With The Federal Government Easing Its Stance, Psilocybin Research Is On A Roll
In light of science-based evaluations of the potential benefits of psychedelics as mental health treatments, companies are swiftly advancing research of their proprietary psilocybin compounds. Several companies have announced new research studies involving psilocybin in the last week.
The new efforts dovetail on suggestions that the federal government is more open to the prospects of currently illegal psychedelics as successful treatments for anxiety, depression, and substance abuse.
“Reducing Barriers to Scientific Research”
In a White House press release from September 2, Acting Director of National Drug Control Policy Regina LaBelle issued recommendations for “reducing barriers to scientific research for all Schedule I substances.” As a listed Schedule I substance, psilocybin is considered as one that has no medicinal value, according to the federal government.
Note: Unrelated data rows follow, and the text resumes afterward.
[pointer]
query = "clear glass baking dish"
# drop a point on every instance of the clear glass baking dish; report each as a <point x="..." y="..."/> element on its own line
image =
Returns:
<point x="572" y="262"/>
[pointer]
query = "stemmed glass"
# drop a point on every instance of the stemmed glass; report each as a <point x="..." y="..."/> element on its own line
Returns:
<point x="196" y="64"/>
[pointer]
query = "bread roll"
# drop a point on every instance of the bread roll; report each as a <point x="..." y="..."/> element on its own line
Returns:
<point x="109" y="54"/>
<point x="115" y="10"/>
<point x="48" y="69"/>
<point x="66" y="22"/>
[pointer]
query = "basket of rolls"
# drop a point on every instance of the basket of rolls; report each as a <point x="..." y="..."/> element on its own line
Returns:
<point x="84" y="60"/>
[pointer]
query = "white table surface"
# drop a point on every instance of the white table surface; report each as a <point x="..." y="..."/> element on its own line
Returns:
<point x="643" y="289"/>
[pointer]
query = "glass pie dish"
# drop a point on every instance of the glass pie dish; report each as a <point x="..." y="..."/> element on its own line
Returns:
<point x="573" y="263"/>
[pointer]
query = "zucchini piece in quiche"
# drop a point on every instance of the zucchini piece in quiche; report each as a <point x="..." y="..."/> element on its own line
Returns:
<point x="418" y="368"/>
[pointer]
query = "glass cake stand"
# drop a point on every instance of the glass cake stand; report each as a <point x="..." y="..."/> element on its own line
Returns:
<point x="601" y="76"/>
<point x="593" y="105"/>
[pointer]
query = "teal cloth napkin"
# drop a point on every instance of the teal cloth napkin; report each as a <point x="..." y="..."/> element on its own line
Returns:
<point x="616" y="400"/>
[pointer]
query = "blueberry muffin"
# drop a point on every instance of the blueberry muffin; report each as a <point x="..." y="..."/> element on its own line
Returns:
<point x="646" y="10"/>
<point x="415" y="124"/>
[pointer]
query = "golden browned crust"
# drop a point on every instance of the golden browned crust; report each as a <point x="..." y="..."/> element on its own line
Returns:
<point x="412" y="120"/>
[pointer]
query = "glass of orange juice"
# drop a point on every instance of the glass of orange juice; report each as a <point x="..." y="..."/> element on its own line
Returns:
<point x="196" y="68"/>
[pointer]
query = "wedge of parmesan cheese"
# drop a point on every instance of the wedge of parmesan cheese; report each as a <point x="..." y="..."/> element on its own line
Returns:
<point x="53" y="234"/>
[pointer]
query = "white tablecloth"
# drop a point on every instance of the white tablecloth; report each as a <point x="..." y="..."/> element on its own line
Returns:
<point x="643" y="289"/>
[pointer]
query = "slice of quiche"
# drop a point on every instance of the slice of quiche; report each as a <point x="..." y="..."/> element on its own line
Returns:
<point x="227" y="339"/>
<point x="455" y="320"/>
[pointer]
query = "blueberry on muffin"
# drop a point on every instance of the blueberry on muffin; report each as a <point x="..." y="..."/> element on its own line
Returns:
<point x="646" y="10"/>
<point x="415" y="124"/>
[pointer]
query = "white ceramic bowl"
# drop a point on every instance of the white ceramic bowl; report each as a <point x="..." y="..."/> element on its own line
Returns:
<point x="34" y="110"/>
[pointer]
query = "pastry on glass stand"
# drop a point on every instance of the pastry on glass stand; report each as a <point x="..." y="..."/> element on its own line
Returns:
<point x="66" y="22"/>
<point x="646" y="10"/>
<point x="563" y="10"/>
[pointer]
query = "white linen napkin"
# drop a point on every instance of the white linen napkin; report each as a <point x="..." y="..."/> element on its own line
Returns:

“The Biden-Harris Administration strongly supports expanding the research of Schedule I substances to help advance evidence-based public policy,” the press release says. “For example, such research is critical in understanding FRS potential use for opioid addiction and overdose, chronic pain, and neurologic and psychiatric conditions, as well as its overall effects on human health.”
Supporting the White House’s new position are three companies with new research initiatives underway.
Mydecine Targets Smoking Cessation
Mydecine Innovations Group (OTC: MYCOF), a Denver-based biopharmaceutical specializing in addiction, announced the launch of a Phase 2/3 clinical of a smoking cessation treatment program using its MYCO-001 psilocybin compound.
To be conducted in partnership with Johns Hopkins University, the study will examine “the science and efficacy of MYCO-001 to treat nicotine dependence.” Mydecine executives cited current research suggesting that psilocybin treatments have shown dramatically higher rates of efficacy over a 12-month period than mainstream treatments. It’s possible the study could complete by the end of 2022.
Nova Mentis Tests Treatment for Obesity, Diabetes, FXS
Vancouver-based Nova Mentis Life Science Corp (OTC: NMLSF) has announced research efforts for psilocybin treatment on two different fronts. Last week Nova Mentis announced it was expanding its ongoing psilocybin R&D efforts to address obesity and diabetes. The announcement came after lab tests in Italy showed promise.
This week, Nova Mentis announced it had filed an FDA application for orphan drug designation for its compound for the treatment of fragile X syndrome. The company’s statement identifies FSX as “the most common inherited cause of autism spectrum disorder (ASD).”
Field Trip Health Aims at Difficult Depression Disorders
Field Trip Health Ltd. (NASDAQ: FTRP) announced on September 9 that they will pursue research on its novel psychedelic compound FT-104 as a potential therapy for Treatment-Resistant Depression (TRD) and Postpartum Depression (PPD). Though FT-104 is a synthetic serotonin agonist — not psilocybin — Field Trip said its potency is similar to the magic mushroom compound and is expected to produce a much shorter period of psychoactivity, around two to three hours.